I compared the performance of 3x3 and 4x4 matrix multiplication using Eigen with the -O3 optimization flag, and surprisingly, I found that the 4x4 case is more than twice as fast as the 3x3 case! This result was unexpected, and I'm curious to understand why.
The benchmark code I used was compiled with the following command:
g++ -O3 -I/usr/include/eigen3 tmp.cpp
.
Here’s the code snippet for the benchmark:
#include <Eigen/Dense>
#include <Eigen/Geometry>
#include <iostream>
#include <vector>
#include <chrono>
#include <random>
#include <valgrind/callgrind.h>
void benchmark_matrix3d_multiplication(const std::vector<Eigen::Matrix3d>& matrices) {
auto start = std::chrono::high_resolution_clock::now();
Eigen::Matrix3d result = Eigen::Matrix3d::Identity();
for(size_t i = 0; i < matrices.size(); i++) {
asm("# 3dmat mult start");
result = result * matrices[i];
asm("# 3dmat mult end");
}
auto end = std::chrono::high_resolution_clock::now();
auto duration = std::chrono::duration_cast<std::chrono::microseconds>(end - start);
std::cout << "Matrix3d: " << duration.count() << " microseconds" << std::endl;
std::cout << result << std::endl; // to avoid compiler optimization
}
void benchmark_matrix4d_multiplication(const std::vector<Eigen::Matrix4d>& matrices4) {
auto start = std::chrono::high_resolution_clock::now();
Eigen::Matrix4d result = Eigen::Matrix4d::Identity();
for(size_t i = 0; i < matrices4.size(); i++) {
asm("# 4dmat mult start");
result = result * matrices4[i];
asm("# 4dmat mult end");
}
auto end = std::chrono::high_resolution_clock::now();
auto duration = std::chrono::duration_cast<std::chrono::microseconds>(end - start);
std::cout << "Matrix4d: " << duration.count() << " microseconds" << std::endl;
std::cout << result << std::endl; // to avoid compiler optimization
}
void benchmark_matrix_multiplication() {
const int num_matrices = 100000;
std::vector<Eigen::Matrix3d> matrices(num_matrices);
for(size_t i = 0; i < num_matrices; i++) {
auto q = Eigen::Quaterniond::UnitRandom();
matrices[i] = q.toRotationMatrix();
}
std::vector<Eigen::Matrix4d> matrices4(num_matrices);
for(size_t i = 0; i < num_matrices; i++) {
matrices4[i].block<3,3>(0,0) = matrices[i];
}
CALLGRIND_START_INSTRUMENTATION; // start callgrind
benchmark_matrix3d_multiplication(matrices);
benchmark_matrix4d_multiplication(matrices4);
}
int main() {
benchmark_matrix_multiplication();
}
The result is the following and confirmed that, the two results match each other.
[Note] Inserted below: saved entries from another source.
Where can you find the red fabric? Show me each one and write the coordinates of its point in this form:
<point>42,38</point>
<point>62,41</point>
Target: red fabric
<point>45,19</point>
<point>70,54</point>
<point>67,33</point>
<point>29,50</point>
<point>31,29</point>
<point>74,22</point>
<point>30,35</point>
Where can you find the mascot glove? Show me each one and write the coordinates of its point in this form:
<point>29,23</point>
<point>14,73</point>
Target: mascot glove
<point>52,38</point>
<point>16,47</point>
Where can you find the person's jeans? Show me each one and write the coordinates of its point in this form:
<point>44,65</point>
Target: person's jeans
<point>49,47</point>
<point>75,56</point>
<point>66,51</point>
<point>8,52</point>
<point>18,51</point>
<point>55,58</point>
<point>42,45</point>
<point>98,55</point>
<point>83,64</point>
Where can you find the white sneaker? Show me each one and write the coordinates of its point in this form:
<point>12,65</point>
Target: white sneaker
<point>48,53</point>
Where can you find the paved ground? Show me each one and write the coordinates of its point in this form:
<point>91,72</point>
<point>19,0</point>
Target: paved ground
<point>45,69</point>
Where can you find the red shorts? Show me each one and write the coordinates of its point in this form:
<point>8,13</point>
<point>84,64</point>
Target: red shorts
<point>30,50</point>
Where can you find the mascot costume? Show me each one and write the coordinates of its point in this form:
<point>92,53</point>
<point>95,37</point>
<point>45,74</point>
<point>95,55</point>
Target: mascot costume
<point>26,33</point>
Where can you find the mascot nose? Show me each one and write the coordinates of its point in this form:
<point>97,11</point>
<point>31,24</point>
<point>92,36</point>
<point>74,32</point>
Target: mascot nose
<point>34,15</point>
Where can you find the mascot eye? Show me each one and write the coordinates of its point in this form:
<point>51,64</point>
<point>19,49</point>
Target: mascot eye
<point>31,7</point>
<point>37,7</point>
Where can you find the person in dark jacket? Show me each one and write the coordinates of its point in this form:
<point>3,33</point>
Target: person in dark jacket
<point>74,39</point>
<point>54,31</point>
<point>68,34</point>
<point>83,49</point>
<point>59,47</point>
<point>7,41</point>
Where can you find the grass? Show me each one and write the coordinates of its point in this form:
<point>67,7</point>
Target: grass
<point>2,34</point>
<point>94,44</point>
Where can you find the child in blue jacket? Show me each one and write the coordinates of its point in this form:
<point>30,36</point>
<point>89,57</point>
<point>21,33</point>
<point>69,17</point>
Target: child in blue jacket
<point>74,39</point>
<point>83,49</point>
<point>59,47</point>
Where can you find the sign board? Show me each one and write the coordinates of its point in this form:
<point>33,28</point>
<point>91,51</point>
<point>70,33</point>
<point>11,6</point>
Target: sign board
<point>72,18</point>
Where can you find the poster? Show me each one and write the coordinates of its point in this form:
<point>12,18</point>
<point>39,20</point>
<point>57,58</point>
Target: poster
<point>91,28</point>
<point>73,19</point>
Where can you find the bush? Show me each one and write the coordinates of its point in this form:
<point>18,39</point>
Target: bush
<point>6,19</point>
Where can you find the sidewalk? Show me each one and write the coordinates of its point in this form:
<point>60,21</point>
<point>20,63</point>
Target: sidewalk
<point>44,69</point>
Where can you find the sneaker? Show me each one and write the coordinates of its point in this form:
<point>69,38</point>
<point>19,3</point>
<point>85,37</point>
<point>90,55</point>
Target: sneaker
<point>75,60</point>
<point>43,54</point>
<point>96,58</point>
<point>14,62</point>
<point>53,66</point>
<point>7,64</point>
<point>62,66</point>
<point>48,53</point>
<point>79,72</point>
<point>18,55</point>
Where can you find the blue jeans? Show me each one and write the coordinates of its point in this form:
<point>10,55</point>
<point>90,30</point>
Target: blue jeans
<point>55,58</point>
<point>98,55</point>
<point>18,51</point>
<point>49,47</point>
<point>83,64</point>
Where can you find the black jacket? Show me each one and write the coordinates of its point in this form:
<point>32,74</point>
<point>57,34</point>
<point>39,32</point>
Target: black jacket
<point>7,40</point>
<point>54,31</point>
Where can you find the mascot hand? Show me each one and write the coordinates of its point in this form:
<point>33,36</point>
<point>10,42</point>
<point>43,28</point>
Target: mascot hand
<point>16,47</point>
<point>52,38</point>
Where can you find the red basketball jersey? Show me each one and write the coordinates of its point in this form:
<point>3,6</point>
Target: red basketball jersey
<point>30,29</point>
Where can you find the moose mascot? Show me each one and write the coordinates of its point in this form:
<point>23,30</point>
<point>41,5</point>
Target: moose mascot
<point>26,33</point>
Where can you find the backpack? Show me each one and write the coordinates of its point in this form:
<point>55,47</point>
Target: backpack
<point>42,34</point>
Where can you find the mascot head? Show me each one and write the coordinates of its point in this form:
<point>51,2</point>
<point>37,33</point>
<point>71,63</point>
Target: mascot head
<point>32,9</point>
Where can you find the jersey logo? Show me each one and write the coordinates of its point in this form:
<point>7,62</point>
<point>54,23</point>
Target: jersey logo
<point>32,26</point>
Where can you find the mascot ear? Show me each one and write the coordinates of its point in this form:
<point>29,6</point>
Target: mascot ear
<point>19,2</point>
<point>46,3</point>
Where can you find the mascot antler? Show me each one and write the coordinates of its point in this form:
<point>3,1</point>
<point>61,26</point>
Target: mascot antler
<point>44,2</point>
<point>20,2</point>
Matrix3d: 2008 microseconds
0.440386 -0.897765 -0.00889435
0.808307 0.400777 -0.431298
0.390768 0.182748 0.902166
Matrix4d: 833 microseconds
0.440386 -0.897765 -0.00889435 0
0.808307 0.400777 -0.431298 0
0.390768 0.182748 0.902166 0
0 0 0 0
Note that I added asm("# 3dmat mult start")
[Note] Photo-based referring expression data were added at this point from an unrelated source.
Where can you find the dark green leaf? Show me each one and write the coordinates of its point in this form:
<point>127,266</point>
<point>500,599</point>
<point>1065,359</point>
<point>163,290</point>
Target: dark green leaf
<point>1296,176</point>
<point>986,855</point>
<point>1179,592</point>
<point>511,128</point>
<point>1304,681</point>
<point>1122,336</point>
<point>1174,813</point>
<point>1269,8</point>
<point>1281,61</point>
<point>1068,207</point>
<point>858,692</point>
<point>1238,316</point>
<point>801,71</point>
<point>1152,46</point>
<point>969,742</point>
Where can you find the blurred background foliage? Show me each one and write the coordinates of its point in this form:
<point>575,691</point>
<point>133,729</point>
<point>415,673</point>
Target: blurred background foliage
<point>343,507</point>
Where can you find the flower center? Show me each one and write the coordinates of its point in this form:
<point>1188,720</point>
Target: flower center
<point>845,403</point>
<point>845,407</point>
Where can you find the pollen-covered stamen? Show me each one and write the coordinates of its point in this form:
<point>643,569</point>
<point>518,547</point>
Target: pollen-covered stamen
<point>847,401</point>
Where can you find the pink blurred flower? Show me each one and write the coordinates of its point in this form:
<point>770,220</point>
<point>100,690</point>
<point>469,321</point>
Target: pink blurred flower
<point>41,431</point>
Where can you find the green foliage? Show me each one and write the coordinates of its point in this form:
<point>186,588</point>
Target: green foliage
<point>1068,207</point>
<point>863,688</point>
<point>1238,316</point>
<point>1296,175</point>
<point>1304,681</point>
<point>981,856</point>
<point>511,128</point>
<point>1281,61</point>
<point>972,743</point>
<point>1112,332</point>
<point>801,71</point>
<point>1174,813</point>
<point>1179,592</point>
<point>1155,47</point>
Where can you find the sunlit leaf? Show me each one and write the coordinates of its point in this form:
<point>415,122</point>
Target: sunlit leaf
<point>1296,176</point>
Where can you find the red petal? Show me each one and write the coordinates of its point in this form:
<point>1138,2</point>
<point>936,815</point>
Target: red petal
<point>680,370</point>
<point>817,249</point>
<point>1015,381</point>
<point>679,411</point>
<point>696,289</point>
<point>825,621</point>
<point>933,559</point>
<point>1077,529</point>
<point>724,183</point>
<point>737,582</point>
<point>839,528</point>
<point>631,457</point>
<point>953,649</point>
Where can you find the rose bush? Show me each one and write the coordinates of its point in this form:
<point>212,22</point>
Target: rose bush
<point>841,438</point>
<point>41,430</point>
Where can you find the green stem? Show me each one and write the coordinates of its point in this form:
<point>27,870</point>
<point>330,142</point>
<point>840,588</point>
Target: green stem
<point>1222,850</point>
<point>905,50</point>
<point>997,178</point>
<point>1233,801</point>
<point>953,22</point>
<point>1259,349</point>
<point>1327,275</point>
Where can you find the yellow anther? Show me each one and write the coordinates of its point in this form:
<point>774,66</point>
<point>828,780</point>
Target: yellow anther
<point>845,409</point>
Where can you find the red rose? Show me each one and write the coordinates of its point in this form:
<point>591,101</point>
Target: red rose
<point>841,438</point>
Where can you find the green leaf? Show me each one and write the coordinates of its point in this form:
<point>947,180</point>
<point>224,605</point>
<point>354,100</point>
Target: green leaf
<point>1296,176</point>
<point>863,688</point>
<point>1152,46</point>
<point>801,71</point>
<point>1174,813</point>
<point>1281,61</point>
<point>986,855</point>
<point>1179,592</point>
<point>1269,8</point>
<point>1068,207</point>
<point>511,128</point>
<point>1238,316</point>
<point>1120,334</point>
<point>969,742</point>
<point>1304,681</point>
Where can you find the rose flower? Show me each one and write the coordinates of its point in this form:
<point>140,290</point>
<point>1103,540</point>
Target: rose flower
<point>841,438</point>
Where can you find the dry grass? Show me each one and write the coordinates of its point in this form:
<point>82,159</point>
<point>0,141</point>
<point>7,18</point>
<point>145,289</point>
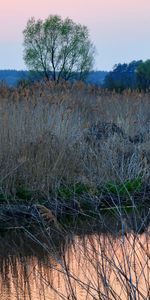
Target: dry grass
<point>46,136</point>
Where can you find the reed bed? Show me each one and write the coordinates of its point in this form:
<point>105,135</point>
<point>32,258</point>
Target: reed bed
<point>58,134</point>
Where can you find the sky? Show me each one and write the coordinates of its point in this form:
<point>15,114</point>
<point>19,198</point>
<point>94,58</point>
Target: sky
<point>119,29</point>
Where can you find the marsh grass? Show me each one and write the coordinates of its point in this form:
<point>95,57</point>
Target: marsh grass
<point>82,145</point>
<point>48,141</point>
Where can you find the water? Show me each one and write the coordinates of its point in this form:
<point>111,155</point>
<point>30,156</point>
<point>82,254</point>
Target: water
<point>39,265</point>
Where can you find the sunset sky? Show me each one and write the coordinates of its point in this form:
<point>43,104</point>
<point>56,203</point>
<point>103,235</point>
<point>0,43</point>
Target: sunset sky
<point>120,29</point>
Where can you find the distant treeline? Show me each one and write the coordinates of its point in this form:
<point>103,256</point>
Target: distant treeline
<point>135,75</point>
<point>14,77</point>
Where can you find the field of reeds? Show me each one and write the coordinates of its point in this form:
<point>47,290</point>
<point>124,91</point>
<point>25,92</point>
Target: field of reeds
<point>59,135</point>
<point>83,143</point>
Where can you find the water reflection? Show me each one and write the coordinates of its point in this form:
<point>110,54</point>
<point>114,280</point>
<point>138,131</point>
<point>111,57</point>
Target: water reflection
<point>41,265</point>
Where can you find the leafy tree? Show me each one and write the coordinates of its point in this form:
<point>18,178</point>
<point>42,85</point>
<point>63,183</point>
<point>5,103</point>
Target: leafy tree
<point>143,75</point>
<point>59,48</point>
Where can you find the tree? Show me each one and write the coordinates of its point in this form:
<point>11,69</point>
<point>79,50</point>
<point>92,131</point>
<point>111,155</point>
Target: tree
<point>58,48</point>
<point>143,75</point>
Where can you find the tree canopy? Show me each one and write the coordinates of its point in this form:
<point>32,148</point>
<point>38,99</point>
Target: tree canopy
<point>61,49</point>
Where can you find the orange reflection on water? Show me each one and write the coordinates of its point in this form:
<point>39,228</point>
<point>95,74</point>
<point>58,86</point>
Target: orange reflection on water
<point>93,267</point>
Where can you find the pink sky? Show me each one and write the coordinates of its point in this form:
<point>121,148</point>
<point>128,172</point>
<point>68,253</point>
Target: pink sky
<point>120,29</point>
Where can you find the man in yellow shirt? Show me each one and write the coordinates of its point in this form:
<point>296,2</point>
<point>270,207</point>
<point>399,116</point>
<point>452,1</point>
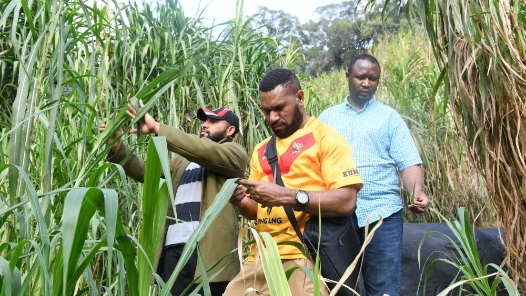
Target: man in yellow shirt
<point>317,169</point>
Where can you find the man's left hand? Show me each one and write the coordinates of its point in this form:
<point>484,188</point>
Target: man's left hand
<point>421,202</point>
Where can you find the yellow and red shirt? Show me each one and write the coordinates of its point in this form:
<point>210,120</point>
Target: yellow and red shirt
<point>314,158</point>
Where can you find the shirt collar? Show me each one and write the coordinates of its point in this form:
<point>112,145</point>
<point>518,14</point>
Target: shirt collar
<point>351,107</point>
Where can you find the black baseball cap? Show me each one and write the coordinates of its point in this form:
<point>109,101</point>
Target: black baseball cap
<point>220,113</point>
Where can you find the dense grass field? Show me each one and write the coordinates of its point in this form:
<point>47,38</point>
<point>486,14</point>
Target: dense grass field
<point>73,224</point>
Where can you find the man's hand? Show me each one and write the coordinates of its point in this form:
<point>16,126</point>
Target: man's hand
<point>268,194</point>
<point>114,139</point>
<point>420,203</point>
<point>148,124</point>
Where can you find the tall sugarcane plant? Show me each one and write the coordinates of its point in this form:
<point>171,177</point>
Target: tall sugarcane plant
<point>70,222</point>
<point>480,48</point>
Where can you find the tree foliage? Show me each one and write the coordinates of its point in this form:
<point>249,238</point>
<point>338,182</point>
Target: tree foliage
<point>340,32</point>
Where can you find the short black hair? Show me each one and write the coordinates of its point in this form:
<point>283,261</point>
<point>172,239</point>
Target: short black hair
<point>362,56</point>
<point>283,77</point>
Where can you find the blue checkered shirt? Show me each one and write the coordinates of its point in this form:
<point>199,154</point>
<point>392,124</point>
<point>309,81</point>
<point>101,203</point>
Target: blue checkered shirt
<point>381,145</point>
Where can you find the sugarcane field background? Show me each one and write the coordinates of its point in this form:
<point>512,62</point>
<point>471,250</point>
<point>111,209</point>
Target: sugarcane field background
<point>72,224</point>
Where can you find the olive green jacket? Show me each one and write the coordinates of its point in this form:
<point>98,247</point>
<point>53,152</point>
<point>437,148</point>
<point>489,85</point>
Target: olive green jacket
<point>220,161</point>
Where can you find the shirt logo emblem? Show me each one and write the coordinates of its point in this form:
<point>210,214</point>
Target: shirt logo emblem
<point>296,147</point>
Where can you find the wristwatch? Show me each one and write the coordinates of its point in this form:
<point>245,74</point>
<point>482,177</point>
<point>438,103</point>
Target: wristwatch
<point>302,198</point>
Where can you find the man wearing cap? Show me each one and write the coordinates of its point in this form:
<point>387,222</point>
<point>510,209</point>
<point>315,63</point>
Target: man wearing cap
<point>202,164</point>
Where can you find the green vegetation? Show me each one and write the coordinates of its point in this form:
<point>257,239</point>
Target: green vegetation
<point>73,224</point>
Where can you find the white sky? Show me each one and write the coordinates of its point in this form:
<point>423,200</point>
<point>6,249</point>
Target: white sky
<point>223,10</point>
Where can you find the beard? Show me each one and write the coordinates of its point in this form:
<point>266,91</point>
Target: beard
<point>216,137</point>
<point>293,126</point>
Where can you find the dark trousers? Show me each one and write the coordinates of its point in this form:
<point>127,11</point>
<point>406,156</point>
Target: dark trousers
<point>169,258</point>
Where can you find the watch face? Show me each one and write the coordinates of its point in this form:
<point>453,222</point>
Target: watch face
<point>302,197</point>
and similar markers to identify the relevant sections of the assembly code. Based on the assembly output, it appears that the multiplication operations are indeed being performed and not optimized away by the compiler. Interestingly, the assembly code for the 4x4 case has more lines of instructions than the 3x3 case, yet it executes faster.
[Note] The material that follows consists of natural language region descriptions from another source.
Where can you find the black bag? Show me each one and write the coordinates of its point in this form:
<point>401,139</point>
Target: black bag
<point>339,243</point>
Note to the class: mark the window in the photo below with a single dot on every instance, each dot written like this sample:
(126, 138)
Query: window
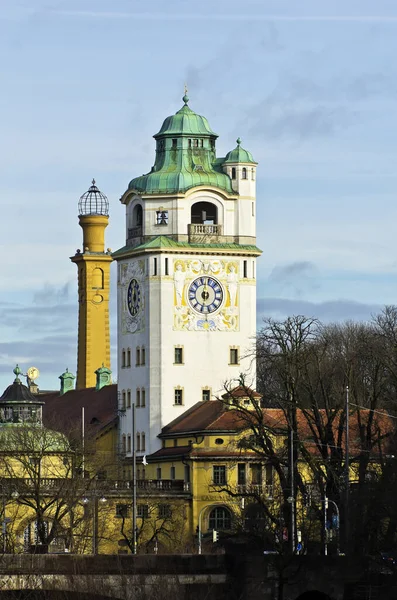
(178, 355)
(219, 518)
(241, 474)
(162, 217)
(219, 474)
(142, 511)
(256, 474)
(178, 397)
(233, 358)
(164, 511)
(122, 511)
(206, 395)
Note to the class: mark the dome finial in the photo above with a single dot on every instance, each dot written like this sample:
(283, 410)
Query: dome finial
(17, 371)
(185, 97)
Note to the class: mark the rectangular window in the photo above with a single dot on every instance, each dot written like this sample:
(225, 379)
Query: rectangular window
(256, 474)
(165, 511)
(206, 395)
(178, 355)
(162, 217)
(122, 511)
(219, 474)
(241, 474)
(178, 397)
(142, 511)
(233, 359)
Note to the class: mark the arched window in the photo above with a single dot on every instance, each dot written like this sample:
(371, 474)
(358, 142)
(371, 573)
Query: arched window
(205, 213)
(97, 279)
(137, 216)
(219, 518)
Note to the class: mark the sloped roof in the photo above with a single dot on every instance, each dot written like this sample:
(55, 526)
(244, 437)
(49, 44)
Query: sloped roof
(64, 413)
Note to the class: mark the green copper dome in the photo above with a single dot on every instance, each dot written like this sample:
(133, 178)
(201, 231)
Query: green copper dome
(239, 155)
(185, 157)
(186, 122)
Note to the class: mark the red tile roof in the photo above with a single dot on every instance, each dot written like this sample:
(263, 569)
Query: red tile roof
(64, 413)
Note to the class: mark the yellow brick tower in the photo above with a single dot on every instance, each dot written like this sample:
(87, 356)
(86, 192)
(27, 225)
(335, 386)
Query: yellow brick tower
(93, 265)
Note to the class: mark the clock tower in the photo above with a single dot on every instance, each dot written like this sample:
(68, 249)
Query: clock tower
(186, 278)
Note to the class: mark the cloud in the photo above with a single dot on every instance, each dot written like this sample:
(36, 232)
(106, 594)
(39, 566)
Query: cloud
(298, 277)
(328, 311)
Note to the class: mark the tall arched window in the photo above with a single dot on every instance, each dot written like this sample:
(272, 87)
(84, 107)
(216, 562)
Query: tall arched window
(137, 216)
(204, 213)
(219, 518)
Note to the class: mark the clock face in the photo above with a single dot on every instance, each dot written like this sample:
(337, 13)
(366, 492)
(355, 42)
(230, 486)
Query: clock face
(134, 297)
(205, 295)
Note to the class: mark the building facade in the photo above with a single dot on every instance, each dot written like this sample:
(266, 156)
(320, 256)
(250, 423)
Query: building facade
(186, 278)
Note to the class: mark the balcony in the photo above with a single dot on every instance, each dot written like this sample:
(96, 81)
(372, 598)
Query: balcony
(201, 233)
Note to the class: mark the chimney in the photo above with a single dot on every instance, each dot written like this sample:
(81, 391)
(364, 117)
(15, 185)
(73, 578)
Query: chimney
(67, 381)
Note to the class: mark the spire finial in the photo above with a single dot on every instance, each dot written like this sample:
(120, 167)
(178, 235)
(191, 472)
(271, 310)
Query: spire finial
(17, 371)
(185, 97)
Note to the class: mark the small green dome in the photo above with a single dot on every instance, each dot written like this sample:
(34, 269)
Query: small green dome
(186, 122)
(239, 155)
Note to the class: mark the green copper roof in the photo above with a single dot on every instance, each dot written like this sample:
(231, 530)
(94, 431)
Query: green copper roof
(185, 157)
(185, 122)
(165, 242)
(239, 155)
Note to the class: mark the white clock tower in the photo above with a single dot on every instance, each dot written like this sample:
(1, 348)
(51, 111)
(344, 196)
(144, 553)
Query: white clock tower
(186, 278)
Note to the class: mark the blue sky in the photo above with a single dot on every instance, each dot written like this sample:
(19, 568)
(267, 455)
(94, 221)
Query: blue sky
(311, 89)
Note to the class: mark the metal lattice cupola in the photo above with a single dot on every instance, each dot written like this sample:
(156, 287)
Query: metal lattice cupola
(93, 202)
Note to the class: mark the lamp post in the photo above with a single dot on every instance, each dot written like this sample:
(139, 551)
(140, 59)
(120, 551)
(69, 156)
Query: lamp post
(326, 501)
(96, 500)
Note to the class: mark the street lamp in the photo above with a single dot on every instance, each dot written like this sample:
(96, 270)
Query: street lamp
(86, 501)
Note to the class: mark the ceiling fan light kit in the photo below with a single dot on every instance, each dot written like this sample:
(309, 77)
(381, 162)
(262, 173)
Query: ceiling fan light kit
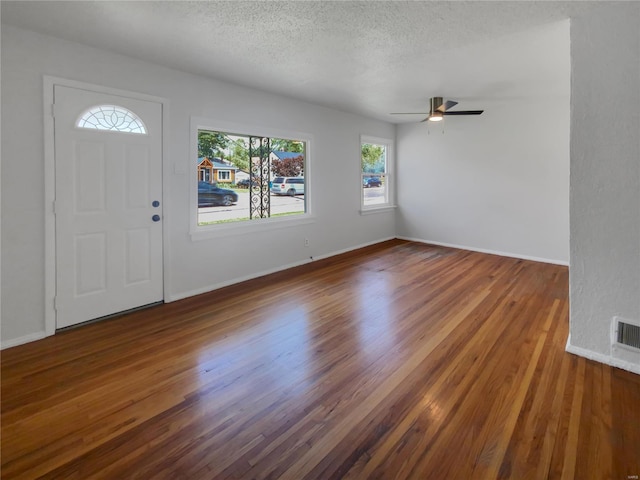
(439, 108)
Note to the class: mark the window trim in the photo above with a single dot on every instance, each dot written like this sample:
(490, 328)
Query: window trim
(390, 203)
(203, 232)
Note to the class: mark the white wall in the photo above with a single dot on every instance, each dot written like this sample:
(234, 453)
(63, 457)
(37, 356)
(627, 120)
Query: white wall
(497, 182)
(605, 178)
(194, 266)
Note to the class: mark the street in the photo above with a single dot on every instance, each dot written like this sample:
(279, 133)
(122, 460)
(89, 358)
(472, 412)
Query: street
(279, 205)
Could someone explain why the 4x4 matrix multiplication is significantly faster in this scenario? Is there a mistake in my measurement, or is there an underlying reason for this result?
lscpu result of my machine https://gist.github.com/HiroIshida/7230aab2d40a6cae7b18c552a363f31f
g++ version is: g++ (Ubuntu 13.1.0-8ubuntu1~20.04.2) 13.1.0
asm file https://gist.github.com/HiroIshida/284f3a006b96a6ee9b1004ead96095dd
corresponding asm code for 3x3 multiplication extracted from the above https://gist.github.com/HiroIshida/5a3bf192b58467a0fba823b9489c0421
corresponding asm code for 4x4 multiplication extracted from the above https://gist.github.com/HiroIshida/9176c7a91e30f7e426e927412740f615
I didn't dig deeper, but in my ARM machine, expectedly, the 3x3 matrix multiplication is faster than 4x4
TL;DR: there are several issues happening simultaneously, but the main one is that the 3D version has a higher latency (due to the scheduling and register file issues) which cannot be overlapped with computation due to the loop-carried dependency. Changing the order of the operations helps the CPU to hide the latency of the 3D version so it can be faster than the 4D one. Other issues impacting the stability of the benchmark are frequency scaling (and more generally power management) and memory alignment.
I can reproduce this on an AMD Ryzen 7 5700U CPU (Zen2) with GCC 13.2.0 on Ubuntu 24.04. The performance results are very unstable for one run (since the benchmark is too short). That being said, when running the program many times (e.g., 1000 times), interesting things start to happen and the weird effect surprisingly appears!
First of all, here are the results on my machine for 100 runs without any modification of the program:
Note that the vertical axis is the reported time (in µs) and the horizontal axis is the number of iterations.
We can see that the 3D version is less stable than the 4D version, but the noise is so big that we cannot conclude anything (maybe just that the 3D version is less stable than the 4D one and there is a kind of strange threshold in the timings of the 3D version).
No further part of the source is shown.